Shrinking shirts, tiny Speedos and ‘thigh guys’: why are men’s clothes suddenly so skimpy?

4 hours ago 5

Name: Men’s shirts.

Appearance: Increasingly skimpy.

You’re looking nice today. Thanks, I’m freezing.

Now you mention it, you are a bit blue around the lips. Maybe you should tuck your shirt in? I literally can’t. I’m wearing one of the new waist-skimming shirts that are all the rage for men right now.

Brrr, chilly. Well, it’s hot news, actually. The New York Times reported on the shrinkage of men’s tops, with New York fashion week featuring “models in tees and sweaters shrunken nearly to the navel” and “a button-up shirt that stopped well above the waistline”. Meanwhile, in the real world, retailers are selling loads of shorter men’s shirts.

So is this shrinkflation, but for menswear? With cynical fashion companies cutting costs and calling it a trend? Well, people are also doing DIY versions, cutting the tails off their shirts using TikTok tutorials, so it does seem genuinely popular. Fashion-forward chaps are wearing skimpier tops to balance out their baggy trousers. “Jelly to the big pants peanut butter,” the New York Times called it.
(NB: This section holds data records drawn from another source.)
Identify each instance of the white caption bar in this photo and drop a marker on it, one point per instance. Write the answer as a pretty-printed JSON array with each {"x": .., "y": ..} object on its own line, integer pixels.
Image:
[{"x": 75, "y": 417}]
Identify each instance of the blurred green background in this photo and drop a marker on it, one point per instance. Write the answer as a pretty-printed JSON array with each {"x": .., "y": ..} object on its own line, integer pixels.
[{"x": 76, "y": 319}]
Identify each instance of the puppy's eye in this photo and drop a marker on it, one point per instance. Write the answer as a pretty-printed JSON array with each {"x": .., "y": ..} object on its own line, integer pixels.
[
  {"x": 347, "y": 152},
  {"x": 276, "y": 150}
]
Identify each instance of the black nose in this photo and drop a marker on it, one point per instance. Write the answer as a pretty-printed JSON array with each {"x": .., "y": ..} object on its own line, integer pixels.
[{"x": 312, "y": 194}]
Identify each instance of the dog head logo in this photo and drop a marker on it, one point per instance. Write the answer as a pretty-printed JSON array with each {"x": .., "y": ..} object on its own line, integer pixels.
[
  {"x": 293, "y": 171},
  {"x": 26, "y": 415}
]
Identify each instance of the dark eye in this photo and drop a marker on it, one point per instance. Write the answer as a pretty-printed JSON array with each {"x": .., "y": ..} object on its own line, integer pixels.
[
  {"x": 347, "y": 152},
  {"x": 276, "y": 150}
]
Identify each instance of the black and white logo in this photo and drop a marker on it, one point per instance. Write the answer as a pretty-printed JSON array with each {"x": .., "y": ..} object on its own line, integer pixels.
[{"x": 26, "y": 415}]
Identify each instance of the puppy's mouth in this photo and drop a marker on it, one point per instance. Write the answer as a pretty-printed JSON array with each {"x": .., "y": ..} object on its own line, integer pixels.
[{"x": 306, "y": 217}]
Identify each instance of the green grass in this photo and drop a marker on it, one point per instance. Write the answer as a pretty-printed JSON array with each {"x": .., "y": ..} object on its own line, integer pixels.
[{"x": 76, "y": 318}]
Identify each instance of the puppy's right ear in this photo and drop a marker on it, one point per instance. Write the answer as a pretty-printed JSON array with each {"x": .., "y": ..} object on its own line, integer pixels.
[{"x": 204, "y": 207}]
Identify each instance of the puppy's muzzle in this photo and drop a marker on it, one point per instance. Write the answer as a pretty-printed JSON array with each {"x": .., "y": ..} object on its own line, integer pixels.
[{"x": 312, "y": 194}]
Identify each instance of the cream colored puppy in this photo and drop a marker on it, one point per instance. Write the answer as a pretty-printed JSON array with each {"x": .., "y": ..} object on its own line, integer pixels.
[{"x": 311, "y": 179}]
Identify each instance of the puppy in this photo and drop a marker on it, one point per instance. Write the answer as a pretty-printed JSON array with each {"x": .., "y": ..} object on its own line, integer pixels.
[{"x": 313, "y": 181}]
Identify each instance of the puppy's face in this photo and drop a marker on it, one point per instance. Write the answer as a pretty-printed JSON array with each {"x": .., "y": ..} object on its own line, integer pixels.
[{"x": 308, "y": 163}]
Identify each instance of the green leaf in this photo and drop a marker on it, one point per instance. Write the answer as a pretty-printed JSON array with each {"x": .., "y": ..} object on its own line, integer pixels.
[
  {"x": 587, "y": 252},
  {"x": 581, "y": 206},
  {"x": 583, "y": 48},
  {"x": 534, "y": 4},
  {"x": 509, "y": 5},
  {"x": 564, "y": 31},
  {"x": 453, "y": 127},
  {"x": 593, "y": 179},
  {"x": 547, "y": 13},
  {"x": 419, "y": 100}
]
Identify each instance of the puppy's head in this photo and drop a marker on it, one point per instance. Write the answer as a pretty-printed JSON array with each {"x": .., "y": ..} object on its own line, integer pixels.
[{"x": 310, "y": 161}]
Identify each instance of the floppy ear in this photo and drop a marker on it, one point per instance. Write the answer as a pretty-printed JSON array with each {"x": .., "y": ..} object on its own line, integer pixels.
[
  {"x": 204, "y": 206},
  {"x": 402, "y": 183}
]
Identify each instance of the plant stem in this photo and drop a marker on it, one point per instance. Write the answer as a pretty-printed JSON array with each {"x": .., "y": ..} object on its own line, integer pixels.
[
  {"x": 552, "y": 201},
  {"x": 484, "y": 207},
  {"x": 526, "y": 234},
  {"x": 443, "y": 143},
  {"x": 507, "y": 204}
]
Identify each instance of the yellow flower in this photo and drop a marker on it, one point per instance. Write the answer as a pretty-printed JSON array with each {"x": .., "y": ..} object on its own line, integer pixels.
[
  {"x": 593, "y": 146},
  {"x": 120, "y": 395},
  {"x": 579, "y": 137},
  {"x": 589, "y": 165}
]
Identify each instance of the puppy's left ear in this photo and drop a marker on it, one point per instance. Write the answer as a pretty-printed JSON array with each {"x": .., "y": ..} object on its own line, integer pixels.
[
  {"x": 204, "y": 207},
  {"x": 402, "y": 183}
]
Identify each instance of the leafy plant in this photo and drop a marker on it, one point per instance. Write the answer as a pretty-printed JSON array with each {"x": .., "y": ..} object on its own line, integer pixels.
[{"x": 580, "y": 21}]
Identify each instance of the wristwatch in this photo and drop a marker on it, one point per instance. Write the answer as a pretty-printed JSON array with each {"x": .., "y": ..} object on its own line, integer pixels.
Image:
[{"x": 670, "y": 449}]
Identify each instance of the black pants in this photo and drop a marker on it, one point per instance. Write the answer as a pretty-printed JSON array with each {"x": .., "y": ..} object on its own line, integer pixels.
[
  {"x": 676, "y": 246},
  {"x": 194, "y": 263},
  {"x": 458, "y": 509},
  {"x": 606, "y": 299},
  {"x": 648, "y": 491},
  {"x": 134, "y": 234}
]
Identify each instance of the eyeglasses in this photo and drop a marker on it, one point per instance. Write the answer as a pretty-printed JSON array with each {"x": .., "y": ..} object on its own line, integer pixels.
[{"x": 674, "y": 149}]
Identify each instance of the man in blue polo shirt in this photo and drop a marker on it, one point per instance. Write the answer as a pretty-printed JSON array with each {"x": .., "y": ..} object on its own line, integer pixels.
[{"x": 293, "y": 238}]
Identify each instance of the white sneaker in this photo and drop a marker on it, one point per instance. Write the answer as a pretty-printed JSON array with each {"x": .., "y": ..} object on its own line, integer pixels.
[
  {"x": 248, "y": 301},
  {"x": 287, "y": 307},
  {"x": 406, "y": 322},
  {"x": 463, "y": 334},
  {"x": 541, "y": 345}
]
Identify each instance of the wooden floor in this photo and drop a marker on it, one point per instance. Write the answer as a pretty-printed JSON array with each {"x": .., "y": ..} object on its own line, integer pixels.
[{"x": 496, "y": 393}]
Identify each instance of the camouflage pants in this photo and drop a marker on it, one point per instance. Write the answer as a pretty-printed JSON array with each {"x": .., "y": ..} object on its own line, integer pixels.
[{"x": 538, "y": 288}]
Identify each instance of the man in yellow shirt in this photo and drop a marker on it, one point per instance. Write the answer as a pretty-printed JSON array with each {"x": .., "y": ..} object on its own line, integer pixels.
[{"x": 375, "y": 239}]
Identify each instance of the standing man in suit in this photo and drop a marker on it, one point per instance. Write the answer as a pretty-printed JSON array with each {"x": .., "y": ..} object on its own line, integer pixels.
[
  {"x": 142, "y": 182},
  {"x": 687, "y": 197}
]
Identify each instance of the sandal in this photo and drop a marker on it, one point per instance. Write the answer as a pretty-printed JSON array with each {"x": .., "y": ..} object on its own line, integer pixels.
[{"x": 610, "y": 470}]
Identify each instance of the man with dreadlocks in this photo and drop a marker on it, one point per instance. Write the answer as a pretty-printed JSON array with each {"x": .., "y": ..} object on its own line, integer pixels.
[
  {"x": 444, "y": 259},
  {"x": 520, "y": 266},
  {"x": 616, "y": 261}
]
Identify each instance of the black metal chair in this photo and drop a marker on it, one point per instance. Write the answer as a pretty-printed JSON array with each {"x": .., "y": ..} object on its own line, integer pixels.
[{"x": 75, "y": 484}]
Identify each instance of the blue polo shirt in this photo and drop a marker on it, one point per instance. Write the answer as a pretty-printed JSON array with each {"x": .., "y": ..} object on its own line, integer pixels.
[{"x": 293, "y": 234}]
That might be the most American sentence ever written. Would you prefer “Marmite to the large trousers cheddar”?

No, the ratio is off – you need a 50/50 sandwich. Maybe prawn to mayo? We’re getting off track. The point is, there’s a new silhouette in men’s fashion, and people are wondering what it means.

Well, that’s easy: nothing. But it’s not the first instance of men’s clothes getting skimpier. Crop tops for men were big fashion news in 2023 and stuck around, and we’ve just lived through a “thigh guy summer”, with lots of male leg on display. Google searches for Speedos have increased 41% year on year in the UK; and some high street shorts boasted 5in, and even 3in inseams.

Sounds eye-watering. That’s not a look anyone but Paul Mescal should attempt, surely? Mescal helped popularise short shorts but loads of men have started flaunting their thighs – and now they’re adopting short shirts, too.

OK, I’m intrigued. What’s your theory? Well, it’s partly about bigging up your body in a gym-obsessed age. “The biggest flex at the moment isn’t a designer item. It is your body. People want to show how hard they have been working out,” stylist Luke Day explained back in May. Skimpy shirts and crop tops highlight toned stomachs (reborn as a “male erogenous zone”, according to the NYT), and short shorts show you never skip leg day.

What else might be happening? We’re arguably seeing a “queering of men’s fashion”, as a Financial Times podcast last year described it, with men of all orientations enjoying being more playful and generally fabulous in how they dress.

Nice! Plus skimpy fashions use less fabric, which is good for the planet. Not buying new clothes at all would be way better but shh … the fashion police will hear us.

Do say: “Who wears short shirts?” “We wear short shirts!”

Don’t say: “Hypothermia’s so hot right now.”